Final answer:
The quadratic expressions x^2 + 4x + 21 and x^2 - 4x + 21 are similar in having the same leading coefficient and constant term. They differ in the sign of their linear term and neither has real roots due to negative discriminants.
Step-by-step explanation:
In analyzing the quadratic expressions x^2 + 4x + 21 and x^2 - 4x + 21, we can notice some similarities and differences regarding their structure and properties. To begin with, let's address the similarities and differences point by point:
- Both expressions have the same leading coefficient of 1 for the x^2 term.

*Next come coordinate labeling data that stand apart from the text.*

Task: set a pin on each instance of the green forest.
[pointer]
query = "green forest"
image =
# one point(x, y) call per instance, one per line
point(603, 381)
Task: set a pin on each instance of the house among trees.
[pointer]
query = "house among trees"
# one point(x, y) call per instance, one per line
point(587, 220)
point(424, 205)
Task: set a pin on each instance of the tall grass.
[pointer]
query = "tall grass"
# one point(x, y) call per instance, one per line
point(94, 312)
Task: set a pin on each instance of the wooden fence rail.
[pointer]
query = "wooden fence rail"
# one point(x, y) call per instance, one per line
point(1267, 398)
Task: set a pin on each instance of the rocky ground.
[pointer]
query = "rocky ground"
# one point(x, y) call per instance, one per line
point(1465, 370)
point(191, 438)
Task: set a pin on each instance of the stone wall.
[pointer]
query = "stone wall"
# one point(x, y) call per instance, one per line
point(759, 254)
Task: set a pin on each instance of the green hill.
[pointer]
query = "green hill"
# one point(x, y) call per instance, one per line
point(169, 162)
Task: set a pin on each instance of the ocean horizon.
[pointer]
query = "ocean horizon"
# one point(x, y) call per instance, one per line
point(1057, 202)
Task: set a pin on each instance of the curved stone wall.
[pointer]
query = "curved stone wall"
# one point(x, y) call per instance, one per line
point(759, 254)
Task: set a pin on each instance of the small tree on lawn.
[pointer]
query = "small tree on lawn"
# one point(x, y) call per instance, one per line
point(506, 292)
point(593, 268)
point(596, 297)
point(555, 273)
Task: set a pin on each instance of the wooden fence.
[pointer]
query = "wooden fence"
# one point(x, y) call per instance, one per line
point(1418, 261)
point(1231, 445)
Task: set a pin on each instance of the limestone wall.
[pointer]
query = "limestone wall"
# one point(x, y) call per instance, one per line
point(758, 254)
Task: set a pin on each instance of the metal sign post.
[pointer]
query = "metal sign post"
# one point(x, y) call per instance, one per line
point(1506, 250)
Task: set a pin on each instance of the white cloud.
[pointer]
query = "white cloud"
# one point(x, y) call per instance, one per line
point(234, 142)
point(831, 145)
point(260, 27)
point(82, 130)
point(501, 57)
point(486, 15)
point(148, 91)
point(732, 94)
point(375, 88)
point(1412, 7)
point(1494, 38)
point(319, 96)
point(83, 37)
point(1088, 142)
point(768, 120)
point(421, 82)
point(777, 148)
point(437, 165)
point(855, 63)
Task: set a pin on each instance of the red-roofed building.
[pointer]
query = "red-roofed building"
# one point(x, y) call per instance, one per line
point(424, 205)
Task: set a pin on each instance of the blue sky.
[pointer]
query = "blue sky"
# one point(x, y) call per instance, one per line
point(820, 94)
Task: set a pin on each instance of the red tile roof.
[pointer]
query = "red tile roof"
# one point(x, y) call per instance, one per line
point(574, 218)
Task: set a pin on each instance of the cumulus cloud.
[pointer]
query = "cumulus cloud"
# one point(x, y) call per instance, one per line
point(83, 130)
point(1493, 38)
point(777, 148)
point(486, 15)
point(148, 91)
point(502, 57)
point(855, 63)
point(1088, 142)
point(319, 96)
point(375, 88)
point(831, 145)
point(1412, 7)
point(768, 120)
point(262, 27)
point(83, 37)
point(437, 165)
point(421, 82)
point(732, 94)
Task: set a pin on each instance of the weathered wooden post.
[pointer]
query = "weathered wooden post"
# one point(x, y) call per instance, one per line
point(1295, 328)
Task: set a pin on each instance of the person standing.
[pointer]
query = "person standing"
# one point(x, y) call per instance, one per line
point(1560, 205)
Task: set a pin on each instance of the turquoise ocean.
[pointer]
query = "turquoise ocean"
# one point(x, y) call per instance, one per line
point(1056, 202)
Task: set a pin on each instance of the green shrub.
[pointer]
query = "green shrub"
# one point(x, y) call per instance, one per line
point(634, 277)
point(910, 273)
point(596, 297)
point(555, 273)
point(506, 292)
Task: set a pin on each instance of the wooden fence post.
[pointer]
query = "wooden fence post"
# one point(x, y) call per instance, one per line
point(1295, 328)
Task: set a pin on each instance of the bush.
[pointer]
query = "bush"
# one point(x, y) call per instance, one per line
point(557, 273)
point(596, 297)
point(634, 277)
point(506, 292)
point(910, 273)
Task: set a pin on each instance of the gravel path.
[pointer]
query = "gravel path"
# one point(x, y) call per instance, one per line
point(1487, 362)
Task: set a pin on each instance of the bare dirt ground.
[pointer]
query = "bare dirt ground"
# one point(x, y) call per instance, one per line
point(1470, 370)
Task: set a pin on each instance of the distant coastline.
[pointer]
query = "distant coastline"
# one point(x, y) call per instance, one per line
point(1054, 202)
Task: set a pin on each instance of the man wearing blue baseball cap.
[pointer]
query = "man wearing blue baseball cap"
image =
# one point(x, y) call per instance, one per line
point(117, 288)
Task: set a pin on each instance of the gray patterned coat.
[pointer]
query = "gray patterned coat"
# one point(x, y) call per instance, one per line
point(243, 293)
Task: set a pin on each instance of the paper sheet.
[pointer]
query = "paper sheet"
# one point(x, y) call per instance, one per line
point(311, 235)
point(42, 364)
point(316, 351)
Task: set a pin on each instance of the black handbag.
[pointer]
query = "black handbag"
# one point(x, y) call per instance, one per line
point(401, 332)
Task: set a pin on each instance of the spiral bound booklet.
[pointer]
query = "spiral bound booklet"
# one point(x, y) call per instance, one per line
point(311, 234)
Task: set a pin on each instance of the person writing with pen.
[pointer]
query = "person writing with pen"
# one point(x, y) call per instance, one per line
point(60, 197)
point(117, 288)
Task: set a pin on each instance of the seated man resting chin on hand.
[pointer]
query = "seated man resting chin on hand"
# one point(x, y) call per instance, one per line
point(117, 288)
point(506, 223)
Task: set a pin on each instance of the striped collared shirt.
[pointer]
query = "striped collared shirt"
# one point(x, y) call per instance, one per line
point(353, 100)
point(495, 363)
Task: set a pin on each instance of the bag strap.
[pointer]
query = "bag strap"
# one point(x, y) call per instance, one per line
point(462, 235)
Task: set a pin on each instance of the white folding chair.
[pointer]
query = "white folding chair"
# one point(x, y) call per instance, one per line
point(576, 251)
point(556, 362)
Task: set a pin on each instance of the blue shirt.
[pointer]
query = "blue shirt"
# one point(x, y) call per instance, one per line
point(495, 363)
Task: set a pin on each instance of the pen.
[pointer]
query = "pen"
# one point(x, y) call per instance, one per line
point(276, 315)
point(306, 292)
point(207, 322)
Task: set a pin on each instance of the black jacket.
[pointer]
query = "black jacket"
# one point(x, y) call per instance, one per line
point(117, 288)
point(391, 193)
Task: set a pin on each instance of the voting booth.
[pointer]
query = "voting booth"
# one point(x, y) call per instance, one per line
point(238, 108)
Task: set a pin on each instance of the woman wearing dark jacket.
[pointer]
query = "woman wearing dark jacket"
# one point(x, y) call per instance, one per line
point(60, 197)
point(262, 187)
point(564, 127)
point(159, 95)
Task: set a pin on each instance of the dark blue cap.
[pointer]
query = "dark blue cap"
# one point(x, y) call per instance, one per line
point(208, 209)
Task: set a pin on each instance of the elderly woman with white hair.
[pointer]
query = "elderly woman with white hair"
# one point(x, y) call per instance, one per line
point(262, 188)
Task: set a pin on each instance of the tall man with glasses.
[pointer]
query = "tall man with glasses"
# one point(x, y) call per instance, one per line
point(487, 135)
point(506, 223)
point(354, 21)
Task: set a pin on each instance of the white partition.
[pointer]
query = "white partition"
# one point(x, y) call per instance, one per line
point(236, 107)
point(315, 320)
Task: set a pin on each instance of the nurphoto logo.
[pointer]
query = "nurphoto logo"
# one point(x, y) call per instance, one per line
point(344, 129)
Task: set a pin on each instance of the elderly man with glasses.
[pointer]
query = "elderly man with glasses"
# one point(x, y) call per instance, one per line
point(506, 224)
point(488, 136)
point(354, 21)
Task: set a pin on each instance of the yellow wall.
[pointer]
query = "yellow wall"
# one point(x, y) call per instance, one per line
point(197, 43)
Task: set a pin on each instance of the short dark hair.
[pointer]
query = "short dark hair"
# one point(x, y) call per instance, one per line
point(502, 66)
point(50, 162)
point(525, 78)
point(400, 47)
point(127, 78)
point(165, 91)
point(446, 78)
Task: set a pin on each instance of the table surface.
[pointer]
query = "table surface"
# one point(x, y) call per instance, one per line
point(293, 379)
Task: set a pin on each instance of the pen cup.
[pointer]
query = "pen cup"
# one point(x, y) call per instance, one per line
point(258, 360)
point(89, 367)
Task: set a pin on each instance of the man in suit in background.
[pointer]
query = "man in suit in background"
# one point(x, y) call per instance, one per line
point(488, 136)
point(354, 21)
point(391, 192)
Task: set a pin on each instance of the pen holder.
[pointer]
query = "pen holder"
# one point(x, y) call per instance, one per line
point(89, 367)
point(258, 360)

- Both expressions have the same constant term of 21.
- As for the differences, they lie in the linear term, specifically the sign that precedes the '4x'. The first expression has a positive 4 as its coefficient, while the second has a negative 4.
Regarding the option c) that states both have real roots, we can ascertain this is incorrect by calculating the discriminant (b^2 - 4ac) for both equations:
- For x^2 + 4x + 21: the discriminant is (4^2) - 4(1)(21) = 16 - 84 = -68, which is negative.
- For x^2 - 4x + 21: the discriminant is (-4^2) - 4(1)(21) = 16 - 84 = -68, also negative.
This negative discriminant indicates that both expressions do not have real roots; instead, they have complex roots.